Since beginning operations in the late 70s, the Emergency Ambulance Service has grown to two stations, one in Grayson and the other in Olive Hill.
The service employs 47 people, mostly paramedics and EMTs, who provide 24-hour coverage to the county by way of 13 ambulances, six of which are equipped for advanced life support.
The Ambulance Service has an annual budget of approximately three million dollars, but only about twenty percent of that amount is actually funded by county taxpayers.
“We only bring in between $575,000 and $600,000 in tax revenues. All the other money we generate comes directly from billing for transport services, either to individuals or insurance companies,” said Jerry Horn, the county administrator for the Emergency Ambulance Service.
According to Horn, the service performs approximately 8,000 transports every year, which puts a lot of wear and tear on the ambulances and other equipment.
“One of the biggest challenges we have is keeping the ambulances running and up do date.

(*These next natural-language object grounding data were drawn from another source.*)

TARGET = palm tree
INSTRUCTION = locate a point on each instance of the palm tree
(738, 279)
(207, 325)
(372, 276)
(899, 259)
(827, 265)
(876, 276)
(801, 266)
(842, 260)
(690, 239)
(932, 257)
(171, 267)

Just to buy a new ambulance costs about $100,000 and then it takes another $100,000 to outfit it with all the equipment we need,” said Horn.
One important piece of equipment in particular, the automatic chest compressor, carries a cost of approximately $16,000 to install on an ambulance.
It’s well worth the expense to Horn, who notes that the compressor has saved twenty lives since first being equipped on the county’s ambulances.
“We really try to keep our equipment as state-of-the-art as possible,” Horn added.
The Journal-Times is examining all special districts in Carter County. Featured next will be the Public Library district.